Schedule 23 - Corporation tax relief for employee share acquisition

Part of Finance Bill – in a Public Bill Committee at 3:45 pm on 12 June 2003.

Alert me about debates like this

Photo of Dawn Primarolo Dawn Primarolo Paymaster General (HM Treasury) 3:45, 12 June 2003

Good afternoon, Mr. McWilliam; it is nice to see you back.

If amendment No. 237 is pressed to a vote, I shall ask my hon. Friends to resist it. When the amendment was tabled, I was a little unclear on its purpose in this part of the Bill. The amendment would make a statutory link between the new corporation tax relief and the rules that apply to cross-border transactions between connected companies. The intended purpose of the amendment was not entirely clear, although the hon. Gentleman has spoken to it. It does not appear to change how an employing company obtains relief under schedule 23, but it does seem to result in double taxation, not double relief, in certain cases, which is clearly contrary to the policy intention of schedule 23. I do not think that companies would be enamoured with that prospect.

Perhaps an example would illustrate that problem.
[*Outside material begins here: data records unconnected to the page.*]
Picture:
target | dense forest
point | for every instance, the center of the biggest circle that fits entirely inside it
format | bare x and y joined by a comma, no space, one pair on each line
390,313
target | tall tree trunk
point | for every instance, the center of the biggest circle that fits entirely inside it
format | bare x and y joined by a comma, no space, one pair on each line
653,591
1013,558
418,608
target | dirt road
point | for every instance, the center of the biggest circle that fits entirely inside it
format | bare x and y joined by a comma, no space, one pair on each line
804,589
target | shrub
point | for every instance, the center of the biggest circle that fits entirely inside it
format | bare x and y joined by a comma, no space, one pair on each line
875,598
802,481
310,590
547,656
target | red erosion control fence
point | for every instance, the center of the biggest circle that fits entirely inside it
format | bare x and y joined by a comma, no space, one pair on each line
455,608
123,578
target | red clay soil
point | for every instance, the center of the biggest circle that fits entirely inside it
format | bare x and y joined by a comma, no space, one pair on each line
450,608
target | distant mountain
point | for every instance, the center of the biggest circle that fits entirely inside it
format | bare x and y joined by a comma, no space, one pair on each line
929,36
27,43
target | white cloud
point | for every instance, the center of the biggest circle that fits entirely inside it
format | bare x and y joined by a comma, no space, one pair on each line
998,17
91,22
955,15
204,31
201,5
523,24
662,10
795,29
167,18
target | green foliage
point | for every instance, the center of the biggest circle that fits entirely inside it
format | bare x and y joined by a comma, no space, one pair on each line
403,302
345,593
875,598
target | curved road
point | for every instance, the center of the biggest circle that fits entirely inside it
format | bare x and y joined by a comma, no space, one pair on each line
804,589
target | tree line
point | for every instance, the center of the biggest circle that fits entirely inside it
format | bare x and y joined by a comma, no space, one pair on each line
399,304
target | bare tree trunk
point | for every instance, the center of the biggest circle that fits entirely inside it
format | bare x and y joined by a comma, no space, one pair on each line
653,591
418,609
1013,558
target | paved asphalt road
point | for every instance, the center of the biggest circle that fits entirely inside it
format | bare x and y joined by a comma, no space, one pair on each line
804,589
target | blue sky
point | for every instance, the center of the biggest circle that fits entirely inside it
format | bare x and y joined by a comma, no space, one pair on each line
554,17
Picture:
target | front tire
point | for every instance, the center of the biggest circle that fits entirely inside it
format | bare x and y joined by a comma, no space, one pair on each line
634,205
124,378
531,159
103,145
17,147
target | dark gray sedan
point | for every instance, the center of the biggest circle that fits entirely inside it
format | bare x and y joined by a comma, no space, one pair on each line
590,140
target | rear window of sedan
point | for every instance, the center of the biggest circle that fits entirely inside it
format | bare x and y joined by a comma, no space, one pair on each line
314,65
A UK employing company might provide workers to its overseas affiliate and charge for that service. To conform to the UK transfer pricing laws, that charge should be at an arm's length rate. The amendment would require the service company to charge any amount calculated by the rules in schedule 23 if relief is available in respect of shares acquired by those employees. That would result in the charge not conforming to the arm's length rate. The other tax authority would be within its rights not to allow the payer a full deduction for that amount, resulting in the same amount being taxed twice.